El pre-RC de procariotas se completa cuando DNAA ocupa todos los sitios de unión posibles dentro del ORIC. DNAA solo puede unirse a los sitios de baja afinidad en el orico una vez que el FIS de la proteína se elimina del orico. La eliminación de FIS, la proteína IHF (factor huésped integrado) se une a un sitio entre R1 y R2, lo que permite que ADNA se una a los sitios de baja afinidad en el orico. Esto completa el pre-RC.
El pre-RC de archaea requiere la unión ORC del origen. Después de esto, Cdc6 y el complejo homohexameric MCM se unen de manera secuencial.
Los Eukaryotes tienen el pre-RC más complejo. Después de que el ORC1-6 atan el origen de la replicación, Cdc6 es reclutado. Cdc6 recluta el factor de licencia Cdt1 y MCM2-7. Cdt1 binding and ATP hydrolysis by the ORC and Cdc6 load MCM2-7 into DNA. Hay un exceso estoquiométrico de las proteínas MCM sobre las proteínas ORC y Cdc6, indicando que puede haber múltiples heterohexameros MCM ligados a cada origen de la replicación.
Inicio de replicación
Una vez formado el pre-RC, debe activarse y ensamblarse el replisoma para que se produzca la replicación del ADN.
En los procariotas, el ADNA hidroliza el ATP para desenrollar el ADN en el oriC. Esta región desnaturalizada es accesible para la helicasa DnaB y el cargador de helicasa DnaC. Las proteínas de unión monocatenarias estabilizan la burbuja de replicación recién formada e interactúan con la DnaG primasa. DnaG recluta la ADN polimerasa III replicativa y comienza la replicación.

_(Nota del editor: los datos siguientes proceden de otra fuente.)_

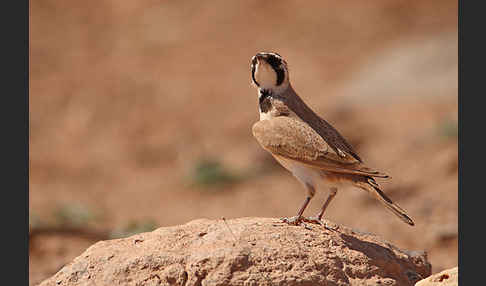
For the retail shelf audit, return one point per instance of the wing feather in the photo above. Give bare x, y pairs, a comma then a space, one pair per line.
294, 139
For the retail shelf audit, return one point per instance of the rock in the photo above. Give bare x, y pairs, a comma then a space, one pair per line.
245, 251
448, 277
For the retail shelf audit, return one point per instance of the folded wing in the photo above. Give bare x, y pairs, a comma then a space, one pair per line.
294, 139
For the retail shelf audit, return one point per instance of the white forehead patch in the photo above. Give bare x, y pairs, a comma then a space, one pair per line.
265, 75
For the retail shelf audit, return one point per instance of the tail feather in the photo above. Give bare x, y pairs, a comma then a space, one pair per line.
372, 187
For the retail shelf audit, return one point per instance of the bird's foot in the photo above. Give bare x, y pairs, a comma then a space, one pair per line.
318, 221
313, 219
295, 220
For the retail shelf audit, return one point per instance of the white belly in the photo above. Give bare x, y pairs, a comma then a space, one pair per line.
304, 174
311, 176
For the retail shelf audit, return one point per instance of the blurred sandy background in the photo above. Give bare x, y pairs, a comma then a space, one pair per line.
141, 115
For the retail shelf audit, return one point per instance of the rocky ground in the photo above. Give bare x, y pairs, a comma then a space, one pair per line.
247, 251
141, 115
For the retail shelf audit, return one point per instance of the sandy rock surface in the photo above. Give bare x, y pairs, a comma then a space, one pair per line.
245, 251
448, 277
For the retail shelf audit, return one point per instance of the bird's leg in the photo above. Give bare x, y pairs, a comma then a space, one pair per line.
296, 220
318, 218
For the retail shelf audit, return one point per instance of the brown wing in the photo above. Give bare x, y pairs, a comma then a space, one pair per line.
294, 139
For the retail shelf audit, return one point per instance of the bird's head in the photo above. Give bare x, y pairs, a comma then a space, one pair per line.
269, 72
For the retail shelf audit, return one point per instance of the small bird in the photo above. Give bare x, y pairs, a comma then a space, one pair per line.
304, 143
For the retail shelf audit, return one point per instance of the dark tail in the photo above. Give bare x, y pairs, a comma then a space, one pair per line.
370, 185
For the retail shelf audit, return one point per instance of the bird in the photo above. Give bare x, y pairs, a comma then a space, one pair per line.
305, 144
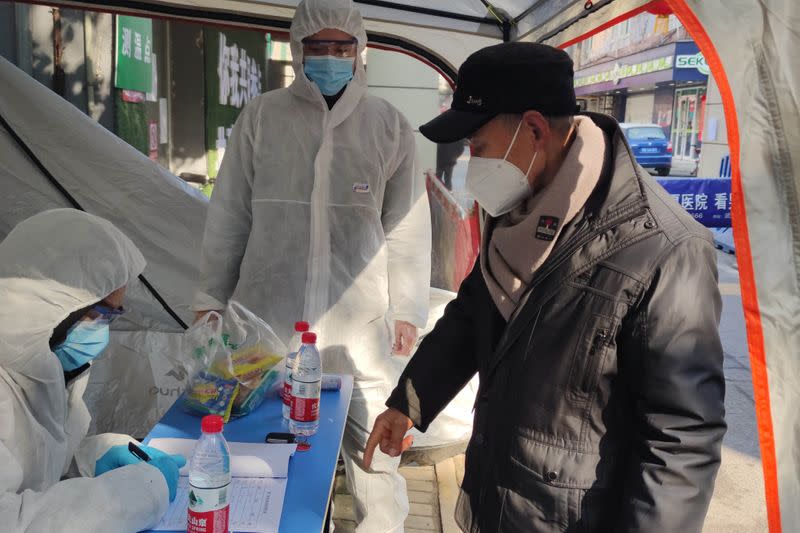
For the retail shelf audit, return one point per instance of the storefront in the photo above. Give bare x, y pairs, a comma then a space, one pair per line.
665, 85
691, 77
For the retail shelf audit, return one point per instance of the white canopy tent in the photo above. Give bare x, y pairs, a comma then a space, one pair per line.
749, 46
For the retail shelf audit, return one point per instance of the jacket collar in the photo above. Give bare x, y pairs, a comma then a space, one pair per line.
620, 197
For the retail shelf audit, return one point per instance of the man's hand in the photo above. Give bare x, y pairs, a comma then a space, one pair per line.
405, 336
389, 432
199, 315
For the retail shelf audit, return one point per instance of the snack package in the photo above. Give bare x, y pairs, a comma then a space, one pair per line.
240, 359
211, 395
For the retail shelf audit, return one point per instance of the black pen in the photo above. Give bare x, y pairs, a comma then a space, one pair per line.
138, 452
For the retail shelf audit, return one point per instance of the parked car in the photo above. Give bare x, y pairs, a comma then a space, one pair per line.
650, 146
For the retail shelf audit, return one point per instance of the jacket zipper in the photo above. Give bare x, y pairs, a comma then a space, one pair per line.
598, 343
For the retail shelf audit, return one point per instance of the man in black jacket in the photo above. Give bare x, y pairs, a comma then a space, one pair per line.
591, 317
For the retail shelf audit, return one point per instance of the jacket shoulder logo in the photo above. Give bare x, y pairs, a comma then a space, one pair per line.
547, 228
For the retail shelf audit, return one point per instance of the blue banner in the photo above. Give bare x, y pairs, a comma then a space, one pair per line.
707, 200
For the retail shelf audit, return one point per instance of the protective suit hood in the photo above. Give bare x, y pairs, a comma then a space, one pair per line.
51, 265
313, 16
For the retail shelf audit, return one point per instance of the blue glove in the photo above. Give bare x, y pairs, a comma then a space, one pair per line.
119, 456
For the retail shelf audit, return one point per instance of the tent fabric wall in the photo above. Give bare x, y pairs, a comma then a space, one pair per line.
759, 80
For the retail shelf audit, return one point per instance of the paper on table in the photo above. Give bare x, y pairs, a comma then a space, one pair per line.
248, 459
256, 506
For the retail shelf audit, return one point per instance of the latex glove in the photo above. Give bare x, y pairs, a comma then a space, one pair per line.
119, 456
389, 432
405, 336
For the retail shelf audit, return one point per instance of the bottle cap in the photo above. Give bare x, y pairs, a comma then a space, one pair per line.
212, 424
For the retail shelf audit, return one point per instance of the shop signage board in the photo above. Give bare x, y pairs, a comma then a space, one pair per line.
626, 71
133, 67
696, 61
235, 74
707, 200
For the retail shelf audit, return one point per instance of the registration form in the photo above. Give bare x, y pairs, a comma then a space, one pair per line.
257, 489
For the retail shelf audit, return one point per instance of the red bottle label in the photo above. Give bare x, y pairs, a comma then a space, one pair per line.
287, 393
305, 409
208, 522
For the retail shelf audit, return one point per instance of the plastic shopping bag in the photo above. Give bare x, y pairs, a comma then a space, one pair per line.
236, 359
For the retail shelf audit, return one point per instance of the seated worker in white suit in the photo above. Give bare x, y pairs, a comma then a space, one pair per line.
63, 275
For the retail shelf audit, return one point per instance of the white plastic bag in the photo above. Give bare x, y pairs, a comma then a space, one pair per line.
234, 360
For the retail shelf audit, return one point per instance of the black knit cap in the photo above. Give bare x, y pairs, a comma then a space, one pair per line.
506, 78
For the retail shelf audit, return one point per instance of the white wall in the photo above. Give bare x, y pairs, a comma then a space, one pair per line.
639, 107
715, 147
413, 88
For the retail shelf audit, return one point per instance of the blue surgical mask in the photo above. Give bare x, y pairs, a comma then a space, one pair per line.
331, 74
85, 342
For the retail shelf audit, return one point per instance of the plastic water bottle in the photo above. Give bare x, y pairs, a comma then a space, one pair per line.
306, 387
294, 347
209, 480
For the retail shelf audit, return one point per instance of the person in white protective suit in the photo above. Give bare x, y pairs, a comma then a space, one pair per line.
62, 278
319, 214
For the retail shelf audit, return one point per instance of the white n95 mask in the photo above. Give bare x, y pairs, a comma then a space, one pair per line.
497, 185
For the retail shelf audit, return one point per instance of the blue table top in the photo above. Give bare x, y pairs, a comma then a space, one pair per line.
311, 473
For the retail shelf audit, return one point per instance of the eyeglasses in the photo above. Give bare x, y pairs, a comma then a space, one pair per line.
313, 47
107, 312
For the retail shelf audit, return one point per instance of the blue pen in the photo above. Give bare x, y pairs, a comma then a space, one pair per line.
138, 452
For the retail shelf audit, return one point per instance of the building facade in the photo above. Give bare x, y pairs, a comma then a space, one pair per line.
646, 70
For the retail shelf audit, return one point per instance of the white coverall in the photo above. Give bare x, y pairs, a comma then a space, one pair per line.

En eucariotas, el heterohexámero de MCM es fosforilado por CDC7 y CDK, que desplaza a Cdc6 y recluta a MCM10. MCM10 coopera con MCM2-7 en el reclutamiento de Cdc45. Luego, Cdc45 recluta componentes clave del replisoma; la ADN polimerasa replicativa α y su primasa. Entonces puede comenzar la replicación del ADN.

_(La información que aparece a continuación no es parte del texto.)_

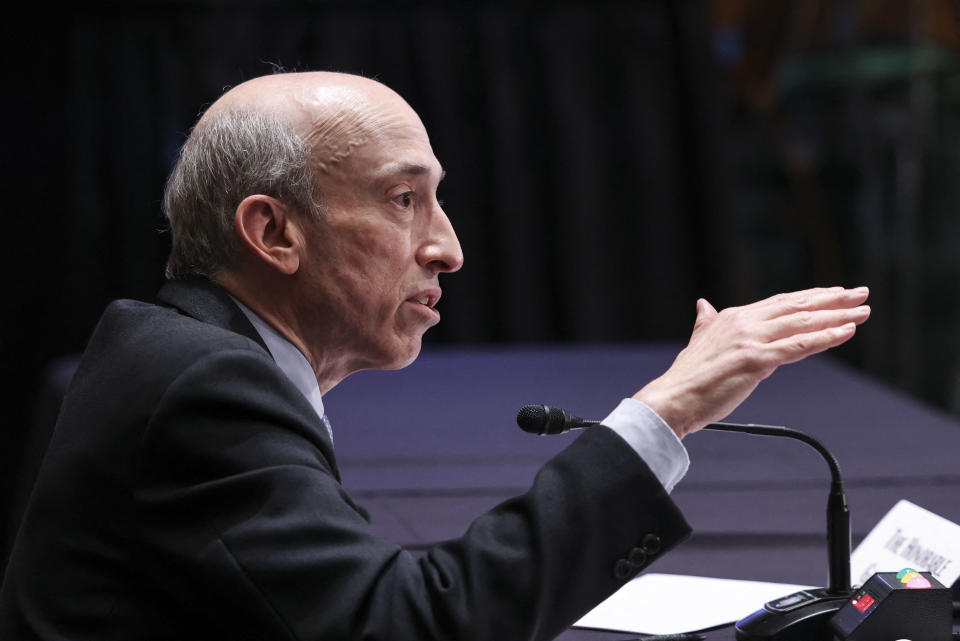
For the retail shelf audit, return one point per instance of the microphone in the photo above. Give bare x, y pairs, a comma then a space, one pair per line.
802, 615
544, 420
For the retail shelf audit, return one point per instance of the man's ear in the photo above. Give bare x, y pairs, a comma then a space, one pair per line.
270, 231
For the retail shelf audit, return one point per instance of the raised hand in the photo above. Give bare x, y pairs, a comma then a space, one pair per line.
731, 351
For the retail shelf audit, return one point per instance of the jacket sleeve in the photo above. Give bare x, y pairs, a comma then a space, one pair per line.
238, 500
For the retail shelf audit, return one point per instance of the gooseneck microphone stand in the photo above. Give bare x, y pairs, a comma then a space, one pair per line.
802, 616
805, 615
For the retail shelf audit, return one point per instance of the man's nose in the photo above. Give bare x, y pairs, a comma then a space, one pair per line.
441, 251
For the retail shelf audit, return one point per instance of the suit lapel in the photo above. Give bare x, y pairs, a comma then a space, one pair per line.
210, 303
201, 299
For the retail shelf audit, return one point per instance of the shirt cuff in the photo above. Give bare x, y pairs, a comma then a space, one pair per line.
652, 439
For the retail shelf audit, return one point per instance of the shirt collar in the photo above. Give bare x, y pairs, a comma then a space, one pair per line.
289, 359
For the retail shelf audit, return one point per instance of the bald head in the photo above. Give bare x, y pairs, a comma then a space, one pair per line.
335, 113
280, 135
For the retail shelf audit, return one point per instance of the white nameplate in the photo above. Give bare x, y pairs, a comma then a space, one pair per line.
909, 536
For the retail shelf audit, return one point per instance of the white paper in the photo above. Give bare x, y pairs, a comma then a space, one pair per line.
909, 536
676, 603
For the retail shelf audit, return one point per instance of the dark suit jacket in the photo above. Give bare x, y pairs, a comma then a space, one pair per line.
190, 492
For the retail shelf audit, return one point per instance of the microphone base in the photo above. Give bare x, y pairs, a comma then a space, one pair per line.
802, 616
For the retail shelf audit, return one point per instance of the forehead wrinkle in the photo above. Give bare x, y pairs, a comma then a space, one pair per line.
335, 131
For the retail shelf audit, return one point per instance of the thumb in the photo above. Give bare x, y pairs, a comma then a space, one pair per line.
705, 313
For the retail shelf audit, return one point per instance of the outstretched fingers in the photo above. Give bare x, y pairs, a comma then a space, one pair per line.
804, 322
820, 298
796, 347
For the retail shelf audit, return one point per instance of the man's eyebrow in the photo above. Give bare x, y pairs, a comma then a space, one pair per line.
408, 169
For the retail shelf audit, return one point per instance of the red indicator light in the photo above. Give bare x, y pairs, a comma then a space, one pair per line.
863, 603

Prevención del reensamblaje complejo previo a la replicación
Durante cada ciclo celular, es importante que el genoma sea completamente replicado una y única vez. La formación del complejo de pre-replicación durante la fase M tardía y G1 temprano es necesaria para la replicación del genoma, pero después de que el genoma haya sido replicado el pre-RC no debe formarse nuevamente hasta el próximo ciclo celular.
En procariotas, varios estudios han demostrado que el pre-RC es un complejo que sólo está presente durante una fracción del ciclo celular. Una vez que se produce una división celular, el pre-RC debe volver al bORC para garantizar que solo se produzca una ronda de replicación del ADN durante la división. En E. coli, hay 11 sitios GATC en el oriC que sufren hemimetilación durante la replicación del ADN. La proteína SeqA se une a estos sitios impidiendo la remetilación y bloqueando la unión de DnaA a sitios de baja afinidad durante aproximadamente un tercio del ciclo celular. Sin embargo, SeqA no impide que DnaA se una a los sitios R1, R2 y R4. Por lo tanto, el bORC se reinicia y está preparado para sufrir otra conversión al pre-RC.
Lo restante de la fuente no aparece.